From the day the first Mercer raceabout was sold in 1910, these have been cars to be admired. The Mercer Automobile Company was founded by the Roebling and Kuser families in Mercer County, New Jersey – thus the company’s name. Both families were wealthy and prominent with extensive manufacturing experience, and they wanted to build a high-quality sporting car.
With the help of engineer Finley Robertson Porter, they would introduce a car that would change the American racing scene.

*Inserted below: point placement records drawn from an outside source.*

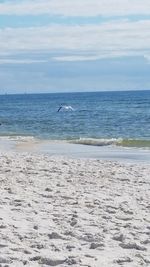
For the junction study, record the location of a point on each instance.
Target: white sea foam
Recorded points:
(97, 142)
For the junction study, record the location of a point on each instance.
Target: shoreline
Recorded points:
(70, 150)
(57, 211)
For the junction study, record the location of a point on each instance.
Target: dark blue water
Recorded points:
(97, 118)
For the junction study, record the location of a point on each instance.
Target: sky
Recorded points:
(74, 45)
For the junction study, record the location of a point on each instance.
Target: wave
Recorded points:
(112, 142)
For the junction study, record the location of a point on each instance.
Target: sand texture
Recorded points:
(72, 212)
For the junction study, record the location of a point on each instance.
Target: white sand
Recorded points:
(73, 212)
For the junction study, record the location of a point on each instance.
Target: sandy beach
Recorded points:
(56, 211)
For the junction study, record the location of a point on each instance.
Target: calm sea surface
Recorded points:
(100, 118)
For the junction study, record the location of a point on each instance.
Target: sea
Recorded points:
(117, 120)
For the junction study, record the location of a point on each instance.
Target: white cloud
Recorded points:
(105, 40)
(20, 61)
(77, 8)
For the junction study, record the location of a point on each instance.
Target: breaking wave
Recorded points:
(112, 141)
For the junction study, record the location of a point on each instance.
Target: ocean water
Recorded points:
(97, 118)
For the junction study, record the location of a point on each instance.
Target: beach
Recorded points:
(63, 211)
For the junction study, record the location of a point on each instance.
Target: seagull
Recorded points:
(65, 108)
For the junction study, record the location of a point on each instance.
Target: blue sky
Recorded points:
(68, 45)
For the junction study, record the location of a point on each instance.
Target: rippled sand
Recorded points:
(56, 211)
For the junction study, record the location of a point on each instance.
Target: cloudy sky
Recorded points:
(74, 45)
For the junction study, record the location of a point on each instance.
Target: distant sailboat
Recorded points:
(64, 107)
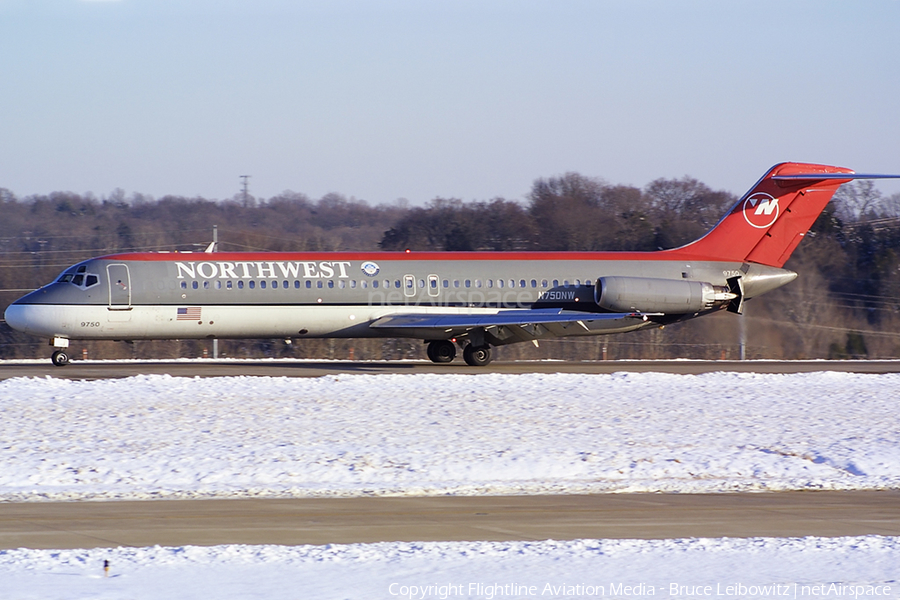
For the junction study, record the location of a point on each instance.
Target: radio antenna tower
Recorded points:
(245, 187)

Porter’s T-head 4-cylinder engine had a higher rev band than most cars of the time, and he placed it on the very best chassis of the day, with a lower center of gravity and better brakes and handling than any other road car available at the time. The Mercer Raceabout quickly became famous for being driven off the show room floor straight to victory on the racetrack.
The car shown here, a 1913 Mercer, type 35, series J Raceabout, is one of about a dozen authentic pre-1914 Mercer Raceabouts known to survive. For 1913, Mercer introduced a 4-speed transmission and this car is said to be the earliest known 4-speed Raceabout.
This car (chassis 996) was found sitting on a used-car lot in Massachusetts in 1935 by classic car enthusiast Cameron Bradley. It cost $2,600 when new and originally was yellow. Bradley is said to have paid $100 for the car.
Cameron Bradley was an early collector of vintage cars who kept his vehicles in the Wolfden Antique Auto Museum of Southborough, Massachusetts. Bradley’s collection included a 1917 Simplex, a 1904 Mercedes, a 1912 Austro-Daimler and 1908 Amoskeag fire truck.
Bradley repainted the car a dark brown color, and the photo captures him showing the car after it’s re-paint. Bradley would cherish the car for 42 years before selling it to Ken Gooding in 1977. Gooding – the father of the founder of Gooding & Company collector-car auctions, David Gooding – retains the car to this day.